Visiteur : S’engager sur le chemin de la rébellion n’est-ce pas s’engager dans une « illusion de contrôle » des événements ?
Marcel Gauchet : Il faut bien s’entendre sur la définition de la rébellion. L’observation me paraît s’appliquer plutôt à la figure classique du révolutionnaire, qui voulait maîtriser l’Histoire. Le rebelle, avant tout, réagit. C’est en même temps sa limite, mais je ne crois pas que généralement il s’efforce vraiment au contrôle des événements.
FDP : Le rebelle est-il dans une des formes du déni, lui permettant ainsi d’agir à la différence du révolté ?
Marcel Gauchet : Il y a en effet toute une gradation de nuances entre ces termes qui sont très intéressantes. La rébellion, la révolte et la révolution, pour ne prendre que les principaux mots qui interviennent dans le domaine. La rébellion est avant tout affaire d’attitude et de réaction. La révolte implique effectivement, en général, un sentiment beaucoup plus réfléchi de ce contre quoi on se soulève. Et le révolutionnaire prétend aller plus loin encore avec un projet de société alternatif, là où le révolté peut se contenterdu refus de l’ordre existant.
Ibn Marianne : Quand Sartre parlait de réapprendre l’irrespect peut-être voulait-il inciter à plus de liberté, moins de conformisme. L’irrespect ne portait pas seulement sur les personnes de pouvoir (politique ou autre) mais aussi sur les normes, les valeurs, l’esthétique, les vérités admises, les modes…
Marcel Gauchet : Ce n’est pas faux. Mais il faut replacer le propos dans son contexte. Sartre s’exprimait dans une société « bourgeoise », comme on disait à l’époque, où le conformisme était effectivement là. Il y avait les gens comme il faut et les autres. Il y avait le code des bonnes manières. Il y avait les usages à respecter.
Mais ce contexte a été pulvérisé par l’évolution de nos sociétés depuis une quarantaine d’années. Il n’en reste pratiquement rien. Dans ce nouveau contexte, l’irrespect sartrien prend par conséquent un tout autre sens. Il est très intéressant de mesurer cette évolution pour comprendre nos perplexités actuelles. C’est là où le travail des historiens, qui permet de comprendre ces évolutions, est indispensable.
Julien : En attendant une « nouvelle obéissance », il me semble juste de m’émouvoir et d’admirer la « forme de l’obéissance.” Que penser de cette phrase de Pasolini ?

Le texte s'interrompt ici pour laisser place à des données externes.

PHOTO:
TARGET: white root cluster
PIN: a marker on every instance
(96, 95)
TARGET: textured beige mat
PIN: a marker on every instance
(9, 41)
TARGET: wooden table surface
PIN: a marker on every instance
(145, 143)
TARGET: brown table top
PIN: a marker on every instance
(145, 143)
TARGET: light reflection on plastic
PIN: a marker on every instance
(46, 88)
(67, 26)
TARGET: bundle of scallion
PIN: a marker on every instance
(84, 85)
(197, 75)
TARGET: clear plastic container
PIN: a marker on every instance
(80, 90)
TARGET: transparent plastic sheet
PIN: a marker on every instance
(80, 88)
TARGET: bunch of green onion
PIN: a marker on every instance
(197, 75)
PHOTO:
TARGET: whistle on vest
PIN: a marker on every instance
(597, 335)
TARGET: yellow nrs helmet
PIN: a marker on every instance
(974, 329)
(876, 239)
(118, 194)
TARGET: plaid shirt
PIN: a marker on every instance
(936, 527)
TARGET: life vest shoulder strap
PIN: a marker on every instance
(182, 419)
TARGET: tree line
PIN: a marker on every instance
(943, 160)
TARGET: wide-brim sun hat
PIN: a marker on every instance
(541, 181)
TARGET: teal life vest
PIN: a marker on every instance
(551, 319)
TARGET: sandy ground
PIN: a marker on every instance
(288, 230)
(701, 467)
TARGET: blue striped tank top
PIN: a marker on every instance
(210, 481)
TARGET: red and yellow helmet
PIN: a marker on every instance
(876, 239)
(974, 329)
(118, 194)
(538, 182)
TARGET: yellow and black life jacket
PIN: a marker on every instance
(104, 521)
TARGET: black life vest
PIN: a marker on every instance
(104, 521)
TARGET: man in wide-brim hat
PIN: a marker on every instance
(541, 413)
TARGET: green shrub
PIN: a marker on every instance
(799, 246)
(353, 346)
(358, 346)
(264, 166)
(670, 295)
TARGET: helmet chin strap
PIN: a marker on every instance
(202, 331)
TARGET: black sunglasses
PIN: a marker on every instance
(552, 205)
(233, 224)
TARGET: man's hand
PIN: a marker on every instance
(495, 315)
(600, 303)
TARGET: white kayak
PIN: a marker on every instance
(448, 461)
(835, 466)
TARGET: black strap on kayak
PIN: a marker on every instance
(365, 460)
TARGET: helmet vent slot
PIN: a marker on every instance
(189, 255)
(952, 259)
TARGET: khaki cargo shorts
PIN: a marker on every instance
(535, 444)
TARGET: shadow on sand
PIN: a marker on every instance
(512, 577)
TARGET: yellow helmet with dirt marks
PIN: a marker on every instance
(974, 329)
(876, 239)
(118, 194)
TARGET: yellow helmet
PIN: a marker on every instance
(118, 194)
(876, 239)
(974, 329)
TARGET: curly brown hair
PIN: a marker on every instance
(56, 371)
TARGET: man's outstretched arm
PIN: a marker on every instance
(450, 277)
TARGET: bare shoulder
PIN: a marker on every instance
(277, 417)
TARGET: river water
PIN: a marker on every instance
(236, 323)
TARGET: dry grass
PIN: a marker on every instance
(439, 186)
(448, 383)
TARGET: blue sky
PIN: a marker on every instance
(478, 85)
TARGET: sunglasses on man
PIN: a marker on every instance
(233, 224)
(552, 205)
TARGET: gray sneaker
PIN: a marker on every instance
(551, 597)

Marcel Gauchet : Pasolini est un auteur qui a eu une préscience admirable de ce qui nous arrive aujourd’hui. Je ne saurais trop recommander la lecture de ses « Ecrits corsaires ». C’est le titre de son dernier livre, il est mort juste au moment de sa parution. Ce livre est prémonitoire par rapport à toutes les discussions que nous avons. Pasolini était un militant communiste déchiré entre un anticonformisme radical qu’il avait en tant qu’artiste et en tant qu’homosexuel, et, d’autre part, un désir de société, un désir de collectif qui le rendait désespéré par rapport à un libertarisme qui était en train de s’installer et qui lui paraissait signifier la fin de tout ce en quoi il avait cru.
Il était un désobéissant qui rêvait d’une nouvelle obéissance, pas celle du passé, mais celle qui permet de se retrouver avec ses pareils pour une entreprise destinée à construire un monde commun. Son exemple est à méditer.
Propos recueillis par Gaïdz Minassian.